# The Main Causes For Which Chickens Do Not Make Eggs In The Winter



## preppersgab (Nov 14, 2017)

All copy/pasted material deleted. All else left intact.


----------



## Denton (Sep 18, 2012)

preppersgab said:


> All copy/pasted material deleted. All else left intact.


This is your last chance. Look at your first two posts. Don't do it, again.


----------



## 8301 (Nov 29, 2014)

We extend the egg laying season for another month using a light that turns on at 6 am in the coop. After that we let them rest until spring when we may use the lights to encourage egg laying a few weeks earlier.


----------



## rice paddy daddy (Jul 17, 2012)

We do not use lights, we let the natural cycle occur.
I have read that extensive use of lights to keep the hens laying all winter long shortens their egg laying life significantly.
Our hens will lay strong for the first three plus years, then gradually taper off. We can get 5 years out of the ladies.

Not seeing the original cut-n-paste (thank you, Denton) I don't know if molting was mentioned, but when that occurs production almost stops for a period as well.


----------



## Redneck (Oct 6, 2016)

My coop is setup to have the lights come on early but I've never used it. I figure the gals need a break so I let nature run its course.

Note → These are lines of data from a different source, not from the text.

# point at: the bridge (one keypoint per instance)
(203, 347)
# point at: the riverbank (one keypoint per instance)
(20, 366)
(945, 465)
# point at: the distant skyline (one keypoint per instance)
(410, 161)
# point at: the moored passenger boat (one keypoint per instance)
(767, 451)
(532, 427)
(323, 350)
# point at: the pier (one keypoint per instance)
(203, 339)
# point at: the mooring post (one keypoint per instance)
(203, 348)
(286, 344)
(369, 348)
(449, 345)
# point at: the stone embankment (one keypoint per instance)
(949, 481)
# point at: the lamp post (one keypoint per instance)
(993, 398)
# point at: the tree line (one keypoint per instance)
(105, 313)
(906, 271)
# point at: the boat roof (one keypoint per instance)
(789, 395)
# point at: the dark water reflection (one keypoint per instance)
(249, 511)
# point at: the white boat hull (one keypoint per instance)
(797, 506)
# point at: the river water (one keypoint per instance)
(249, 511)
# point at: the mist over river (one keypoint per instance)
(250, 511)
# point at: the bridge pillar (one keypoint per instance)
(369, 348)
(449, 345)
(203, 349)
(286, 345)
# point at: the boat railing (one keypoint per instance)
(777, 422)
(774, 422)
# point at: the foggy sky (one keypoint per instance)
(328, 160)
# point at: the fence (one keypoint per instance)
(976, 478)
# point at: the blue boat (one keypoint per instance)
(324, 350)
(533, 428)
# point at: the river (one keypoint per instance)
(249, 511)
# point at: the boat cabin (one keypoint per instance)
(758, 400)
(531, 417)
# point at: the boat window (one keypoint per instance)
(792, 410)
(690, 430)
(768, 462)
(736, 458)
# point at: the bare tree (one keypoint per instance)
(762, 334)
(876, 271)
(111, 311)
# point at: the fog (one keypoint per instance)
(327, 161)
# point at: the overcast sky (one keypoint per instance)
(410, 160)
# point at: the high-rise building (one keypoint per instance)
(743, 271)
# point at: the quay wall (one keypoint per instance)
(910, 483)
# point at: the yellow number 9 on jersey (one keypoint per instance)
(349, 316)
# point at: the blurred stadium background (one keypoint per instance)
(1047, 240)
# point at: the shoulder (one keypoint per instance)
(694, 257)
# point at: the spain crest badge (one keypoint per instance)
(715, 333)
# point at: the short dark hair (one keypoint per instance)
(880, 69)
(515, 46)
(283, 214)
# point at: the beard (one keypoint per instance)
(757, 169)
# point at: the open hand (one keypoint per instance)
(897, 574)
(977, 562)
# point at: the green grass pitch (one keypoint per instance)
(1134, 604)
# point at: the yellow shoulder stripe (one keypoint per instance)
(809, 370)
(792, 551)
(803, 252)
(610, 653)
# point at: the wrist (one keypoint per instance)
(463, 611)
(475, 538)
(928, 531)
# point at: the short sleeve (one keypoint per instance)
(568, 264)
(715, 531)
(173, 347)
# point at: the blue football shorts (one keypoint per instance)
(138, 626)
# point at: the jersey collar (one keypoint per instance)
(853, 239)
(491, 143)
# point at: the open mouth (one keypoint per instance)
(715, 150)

Just to be very clear, yes one can extend the egg laying by turning on lights but if you do so, do as @John Galt does & do so in the morning. Do not keep the lights on in the early evening into the dark and then shut them off. The gals are night blind & the last thing you want is for the coop to go from bright daylight to total dark. You can go from dark to bright.


----------



## cdell (Feb 27, 2014)

I used a light on a timer and my chickens didn't slow down at all all winter. They were about 2 years old and still seemed ok when I just gave them away early this winter. I'm giving the wife and kids a break from them since I'm on the road a lot and I will get new chick's in the spring.


----------



## bigwheel (Sep 22, 2014)

Now an old chicken exspurt gave me a tip one time about when they decide to quit laying..crush up and scorch some eggs shells in the oven and dust it heavy with black pepper..and put it out to them for food. It supposedly gets them cranked right back on up. If anybody tries it kindly report back. Thanks.


----------



## Smitty901 (Nov 16, 2012)

Amount and duration of light is important year round.


----------



## Coastie dad (Jan 2, 2016)

bigwheel said:


> Now an old chicken exspurt gave me a tip one time about when they decide to quit laying..crush up and scorch some eggs shells in the oven and dust it heavy with black pepper..and put it out to them for food. It supposedly gets them cranked right back on up. If anybody tries it kindly report back. Thanks.


Yes. This or a lighter dusting of cayenne will set it in motion.


----------



## A Watchman (Sep 14, 2015)

This chump has 3 posts of copy and paste jobs with no personal comments or other interaction. I nominate Denton to do the bitch slappin', can I get a second?


----------



## Redneck (Oct 6, 2016)

Second


----------



## MisterMills357 (Apr 15, 2015)

View attachment 60506

Get 'em one of these, it will keep 'em warm and snuggly, then they will lay eggs.:vs_smirk:
https://www.macys.com/shop/womens-c...e-_-row4-_-icon_insulated-jackets&edge=hybrid


----------



## Coastie dad (Jan 2, 2016)

His posts generated a lot of discussion about prepping and homesteading instead of bitching about Trump. For that he deserves another chance, because he inadvertently contributed more to this PREPPING FORUM than several of our other members have as of late.


----------



## Deebo (Oct 27, 2012)

maybe he thought it is cool to copy and paste. I say, DILLY DILLY.
One more chance, govner


----------



## Back Pack Hack (Sep 15, 2016)

Coastie dad said:


> His posts generated a lot of discussion about prepping and homesteading instead of bitching about Trump. For that he deserves another chance, because he inadvertently contributed more to this PREPPING FORUM than several of our other members have as of late.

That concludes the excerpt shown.